К крухутакам не ходи, Эдмар замышлял очередную пакость: в компании старикана с покалеченными руками и Хантре Кайдо, которого Дирвен признал не сразу, возился с какой-то дурацкой штуковиной. Ха, никак они притащили сюда специальный артефакт, чтобы «усыпить» Накопитель? Сдохший у них артефакт, даже не спящий, а совсем никудышный, это он на раз определил. Наверное, еще по дороге накрылся медным тазом, а они даже не поняли, потому что не могут воспользоваться своими магическими способностями. Во придурки!
И Тейзург, и рыжий выглядели так, словно их вывозили в грязи, а потом долго били. Или в обратной последовательности, но с тем же результатом. Вдобавок рыжий сейчас не был рыжим: выкрасил волосы в темный цвет. Это, что ли, для маскировки?

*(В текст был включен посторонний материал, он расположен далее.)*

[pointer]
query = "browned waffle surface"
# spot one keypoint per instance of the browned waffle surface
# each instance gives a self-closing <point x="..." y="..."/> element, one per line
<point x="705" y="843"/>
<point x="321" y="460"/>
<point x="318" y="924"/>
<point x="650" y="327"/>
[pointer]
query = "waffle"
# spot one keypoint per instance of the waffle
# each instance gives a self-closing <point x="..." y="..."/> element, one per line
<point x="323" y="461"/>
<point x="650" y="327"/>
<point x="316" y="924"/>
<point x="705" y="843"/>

И ведь через пол-Ларвезы сюда добрались, не попавшись королю на глаза… Но с Накопителем они все равно ничего не смогли бы сделать. Или смогли бы – у них ведь амулет Рогатой! Дирвен его не чувствовал, но он у них должен быть, иначе они бы не затеяли эту авантюру.
Вначале он нанес удар – и заодно убедился, что подарок злокозненной Рогатой Госпожи не может защитить их от сокрушительной мощи Повелителя Артефактов. Потом с торжеством выпалил:
– Ну что, доигрались, придурки?! Теперь ты, сволочь, не уйдешь от расплаты!

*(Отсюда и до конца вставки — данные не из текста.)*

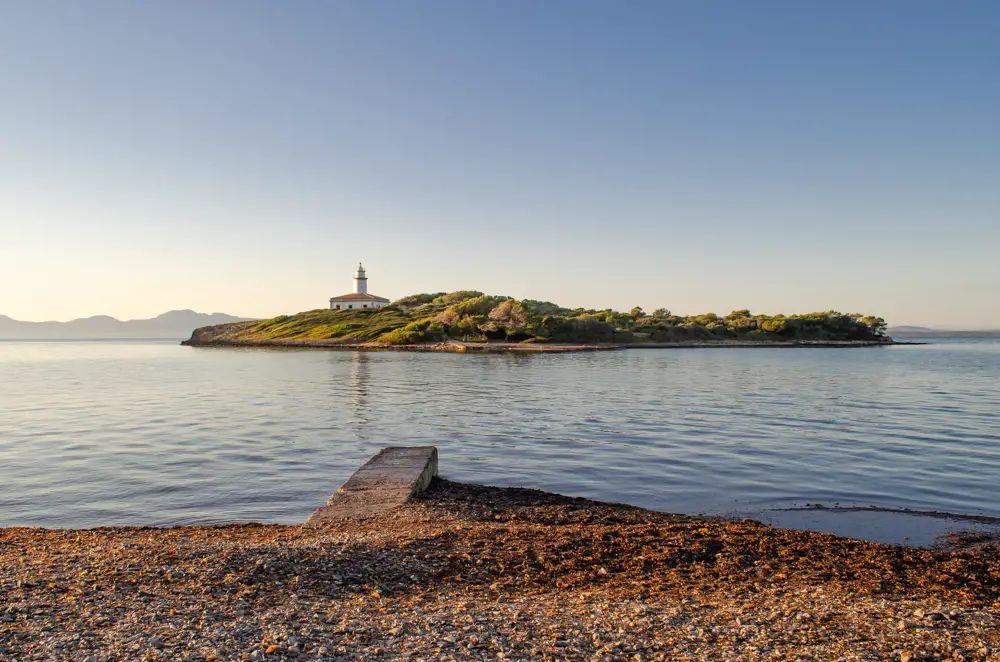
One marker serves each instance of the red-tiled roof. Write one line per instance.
(355, 296)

– Дирвен, как же ты не вовремя… – простонал, морщась, Эдмар.
– Ничего, у нас с тобой еще много времени впереди, и ты еще обо всем тыщу раз пожалеешь, понял?! Думаешь, если ты слепил тут навозную кучу с какой-то дурацкой железякой на верхушке, ты можешь тягаться с Накопителем? Не рабочий у тебя артефакт, выкуси! Вы, придурки, только пол в Накопителе запачкали, и сами будете его отмывать, после того как эту дерьмовину на помойку унесете, а потом я тебя, Эдмар, со всех сторон поимею, понял? За все поплатишься, и первым делом свой сволочной приворот с меня снимешь!

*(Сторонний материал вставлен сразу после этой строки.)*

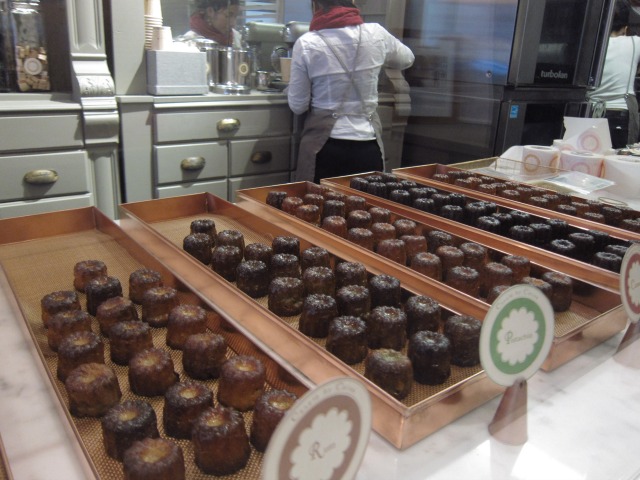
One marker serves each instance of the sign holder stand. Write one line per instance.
(630, 294)
(509, 424)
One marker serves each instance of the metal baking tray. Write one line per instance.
(37, 256)
(424, 174)
(575, 268)
(161, 225)
(595, 315)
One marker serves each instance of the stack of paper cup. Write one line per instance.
(161, 38)
(585, 162)
(538, 159)
(152, 19)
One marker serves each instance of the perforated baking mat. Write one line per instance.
(175, 230)
(595, 313)
(37, 267)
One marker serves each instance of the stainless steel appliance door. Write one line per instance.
(559, 42)
(536, 116)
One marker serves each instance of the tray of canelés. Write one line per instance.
(153, 381)
(612, 217)
(591, 255)
(585, 314)
(311, 299)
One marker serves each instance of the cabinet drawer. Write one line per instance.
(255, 181)
(190, 163)
(264, 155)
(45, 205)
(212, 124)
(218, 188)
(28, 177)
(37, 132)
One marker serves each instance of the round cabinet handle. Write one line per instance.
(41, 177)
(261, 157)
(228, 125)
(192, 163)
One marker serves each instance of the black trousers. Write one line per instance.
(338, 158)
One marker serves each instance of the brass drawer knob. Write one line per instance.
(261, 157)
(41, 177)
(192, 163)
(228, 125)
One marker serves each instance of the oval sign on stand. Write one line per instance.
(323, 436)
(630, 282)
(516, 335)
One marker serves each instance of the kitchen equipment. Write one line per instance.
(211, 49)
(235, 71)
(263, 80)
(506, 72)
(261, 38)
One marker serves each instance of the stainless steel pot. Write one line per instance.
(235, 71)
(211, 48)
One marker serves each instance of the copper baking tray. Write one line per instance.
(161, 225)
(575, 268)
(595, 314)
(424, 174)
(37, 255)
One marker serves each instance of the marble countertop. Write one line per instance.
(582, 418)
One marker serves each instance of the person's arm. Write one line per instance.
(399, 56)
(299, 89)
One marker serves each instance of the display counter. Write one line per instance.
(582, 424)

– Погоди, какой приворот? – Тейзург с видимым усилием приподнял голову, отстраняясь от вбитой в пол золотой руны Отъятия, словно она обжигала ему лицо. – Сделай одолжение, поясни, о чем ты?
– О привороте твоем сволочном, который был в пирожке! У тебя, что ли, память отшибло? Ты с меня эту мерзопакость снимешь, понял, сволочь поиметая?
– Но ведь приворот должен бы исчезнуть сразу после того, как ты завладел Наследием Заввы. Разве ты не знаешь о том, что тройной королевский артефакт без остатка уничтожает любые привороты?
– Так он же его не уничтожил… – обескуражено пробормотал Дирвен – себе под нос, однако «Далекий голос» отменяющей команды не получил, и в Накопителе его услышали.
– О, вот это номер! – глаза Тейзурга с сеточкой кровавых прожилок на белках насмешливо сощурились. – Дирвен, я приятно удивлен… Стало быть, твое чувство ко мне – это не результат злодейского приворота, а большая и трепетная любовь? Демоны Хиалы, какая прелесть, кто бы мог подумать…
– Все ты врешь! Это приворот! Я ненавижу всякую мерзопакость, я бы вас всех убивал без разговоров! На, сволочь, получай, я тебя прямо сейчас прикончу!
Подвывая от злости, он начал избивать мерзавцев – главным образом подлеца Эдмара и подлеца Хантре, они заслужили. Старого хмыря приложил разок башкой о каменную плиту, и тот больше не двигался, ну и демоны с ним. Один глаз у него оказался стеклянный, вывалился от удара. Во недоумки, на такое дело взяли с собой калеку.
Дирвен остановился, когда у обоих уже рожи были в кровище – не поймешь, то ли уделал их до мяса, то ли нет. Сердце бешено колотилось, едва ли не в горло ударяло, словно он волтузил противников не с помощью артефактов, а в кулачной драке.
– Проси пощады, сволочь! На коленях проси пощады! Тогда, может, еще денек-другой проживешь… – вымолвил он, задыхаясь. – Ты мог бы быть моей правой рукой, а вместо этого…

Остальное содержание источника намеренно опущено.